A major contributor to the take-away package prepared for the ECOF visitors was renowned artist, Tom Yeates. We have a special fondness for Tom's work as he did a Barsoomian flavoured sketch of Sue-On and myself at Jim Thompson's Clarksville ECOF 2000. Tom designed this year's convention logos that appeared on the "Burroughs Fan" and "Tarzan Fan" T-shirts. Also included in the package of goodies was a limited edition book featuring Yeates art. It wasn't long then before fans had crowded around Tom's table to request that he autograph memorabilia.
Helen Baker and the reps from the Tarzana Community & Cultural Center were in attendance and were very eager to learn more about the Burroughs phenomenon. They are hoping to launch an ERB museum in downtown Tarzana.

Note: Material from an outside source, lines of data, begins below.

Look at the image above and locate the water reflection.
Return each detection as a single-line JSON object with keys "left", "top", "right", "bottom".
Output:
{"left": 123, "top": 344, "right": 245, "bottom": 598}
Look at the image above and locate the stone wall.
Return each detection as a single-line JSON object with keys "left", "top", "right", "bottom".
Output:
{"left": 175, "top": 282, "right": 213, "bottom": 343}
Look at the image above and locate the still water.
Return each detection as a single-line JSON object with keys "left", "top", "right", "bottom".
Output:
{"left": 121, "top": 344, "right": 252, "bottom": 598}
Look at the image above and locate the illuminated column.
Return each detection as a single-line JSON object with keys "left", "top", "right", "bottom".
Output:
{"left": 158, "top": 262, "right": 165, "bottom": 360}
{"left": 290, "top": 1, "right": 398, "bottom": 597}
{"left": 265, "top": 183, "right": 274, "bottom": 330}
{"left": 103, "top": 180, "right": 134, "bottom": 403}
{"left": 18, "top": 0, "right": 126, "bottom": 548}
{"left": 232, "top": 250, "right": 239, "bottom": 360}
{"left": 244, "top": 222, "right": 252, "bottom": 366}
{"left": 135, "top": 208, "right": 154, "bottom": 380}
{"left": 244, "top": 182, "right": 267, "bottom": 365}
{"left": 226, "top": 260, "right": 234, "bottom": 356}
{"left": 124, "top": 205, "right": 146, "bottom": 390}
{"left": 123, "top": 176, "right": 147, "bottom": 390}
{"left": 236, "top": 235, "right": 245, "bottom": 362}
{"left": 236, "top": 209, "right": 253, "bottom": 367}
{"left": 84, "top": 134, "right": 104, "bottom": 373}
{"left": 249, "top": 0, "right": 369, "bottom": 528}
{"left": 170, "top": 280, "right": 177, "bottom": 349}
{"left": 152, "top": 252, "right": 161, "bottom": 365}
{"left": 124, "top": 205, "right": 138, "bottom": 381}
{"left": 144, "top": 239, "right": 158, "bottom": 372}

A three-hour PBS documentary is in production by Griffen Films who were well represented at the ranch and throughout the convention weekend. Producer Patrice Bonnyrat along with two of the show's hosts, Bruce Boxleitner and Lydie Denier. These personable television and film personalities did much to add to the glamour and excitement of the event. The fact that Lydie is the owner of a Ford Probe almost identical to one of ours reinforced our admiration for this beautiful French actress known to all Tarzan fans as Jane in the Wolf Larsen series.
Ralph Herman, who had renovated the Tarzana Ranch building before selling it to ERB, Inc., led a tour of the building: to the second floor with its incredible view of the valley and surrounding mountains and over to ballroom section with its upper storey projection room overlooking the high ceilinged ballroom. Amazingly, this building has survived a succession of owners, the ravages of time, major earthquakes, developers, vandals, taxes, and decades of bureaucratic hassles to rise up again under the Burroughs name.
This remarkable day was topped off with an unforgettable dinner in an Italian restaurant on Ventura. Our warm and generous host was Mary Burroughs. She and Stacy had chosen this restaurant based upon reviews they had read on the Internet -- and it was a good choice. By chance this was the last night for the eatery under the current ownership and the mood of the staff and patrons seemed to swing from celebration to melancholy to noisy exuberance. Mary had invited Dick and Ginnie Sparger to join us and their company added to the richness of the gathering. The last time we had visited with Mary was at the Clarksville ECOF in 2000 where she had been the convention's guest of honour for which we had collaborated on a booklet showcasing the life and work of John Coleman Burroughs.
My nightly pre-turn in stroll around Woodland Hills and Tarzana was quite uneventful, and after a brief chat with the last of the night owls in the hotel lobby I decided to call it a day... and what a day it was.